Bug 745875 (EDG-113)

Summary: Large volumes of garbage when adding a single 1 Mb value
Product: [JBoss] JBoss Data Grid 5 Reporter: Richard Achmatowicz <rachmato>
Component: InfinispanAssignee: Default User <jbpapp-maint>
Status: CLOSED NEXTRELEASE QA Contact:
Severity: high Docs Contact:
Priority: high    
Version: unspecifiedCC: galder.zamarreno, rachmato
Target Milestone: ---   
Target Release: EAP 5.1.0 EDG TP   
Hardware: Unspecified   
OS: Unspecified   
URL: http://jira.jboss.org/jira/browse/EDG-113
Whiteboard:
Fixed In Version: Doc Type: Bug Fix
Doc Text:
Story Points: ---
Clone Of: Environment:
Last Closed: 2011-05-03 13:53:40 UTC Type: Bug
Regression: --- Mount Type: ---
Documentation: --- CRM:
Verified Versions: Category: ---
oVirt Team: --- RHEL 7.3 requirements from Atomic Host:
Cloudforms Team: --- Target Upstream Version:
Attachments:
Description Flags
onemeg-heapchange.gif
none
onemeg-referencedheapobjects.gif
none
onemeg-alloccalltree.gif
none
onemeg-allochotspot.gif
none
onemegvalue-hr-referencedheapobjects-fix.gif
none
onemegvalue-hr-recordedobjects-fix.gif
none
onemegvalue-hr-allochotspot-fix.gif
none
onemegvalue-hr-alloccalltree-fix.gif none

Description Richard Achmatowicz 2011-03-30 23:07:34 UTC
project_key: EDG

When a key with value of size 1 Mb is stored into the grid, very large amounts of garbage is generated - on the order of 30 Mb. 

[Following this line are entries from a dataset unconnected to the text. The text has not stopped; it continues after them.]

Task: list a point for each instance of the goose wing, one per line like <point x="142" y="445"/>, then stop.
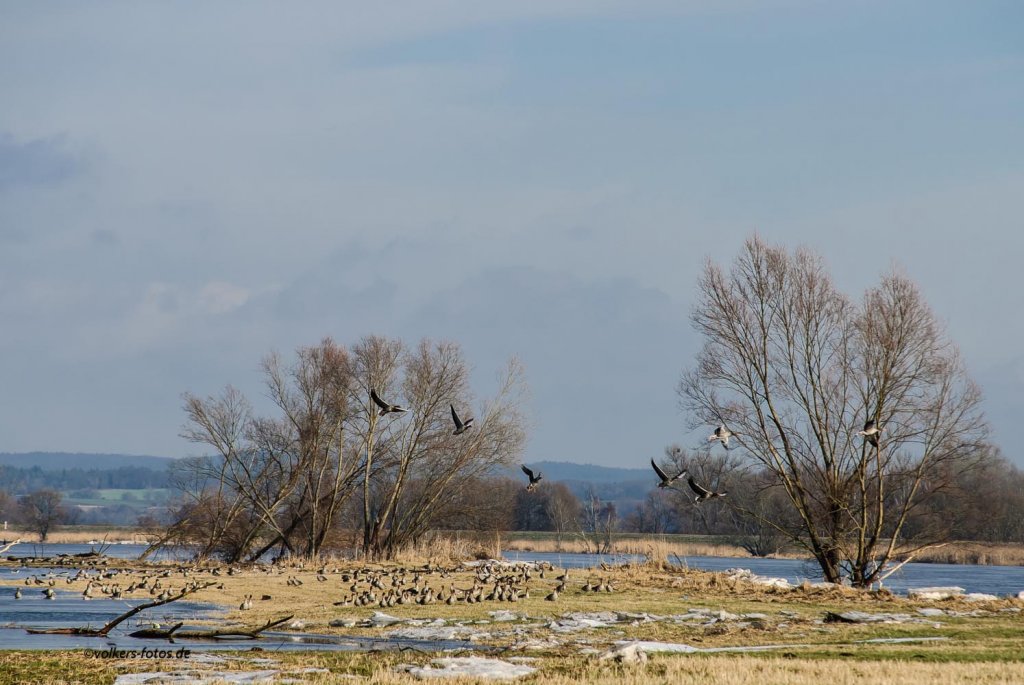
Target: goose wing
<point x="660" y="474"/>
<point x="455" y="417"/>
<point x="696" y="488"/>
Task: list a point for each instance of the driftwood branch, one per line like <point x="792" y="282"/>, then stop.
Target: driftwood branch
<point x="214" y="634"/>
<point x="101" y="632"/>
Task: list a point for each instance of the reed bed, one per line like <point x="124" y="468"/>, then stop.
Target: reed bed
<point x="655" y="548"/>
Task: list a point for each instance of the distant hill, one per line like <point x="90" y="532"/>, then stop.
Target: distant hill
<point x="626" y="487"/>
<point x="58" y="461"/>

This garbage eventually becomes unreferenced, but it is still a surprisingly large amount of garbage and adversely affects the size of the heap and promotes the need for garbage collection. It may be that some of this memory is being used unnecessarily, and even reducing the amount of memory used would probably improve performance.

Steps to reproduce:
1. Start a single node EDG cluster, instrumented for jProfiler
2. Remotely attach the jProfiler GUI to the node, with CPU and memory allocation turned off 
3. Once the GUI is attached, start memory allocation recording and CPU recording
4. Use HotRod or memcached client to put a single key witha 1 Mb value to the node
5. Turn off recording

The Recorded Objects memory views show that roughly 30 Mb of data have been allocated (not solely the first time through either). The same results can be seen by using jmap -heap to view the overall heap stats.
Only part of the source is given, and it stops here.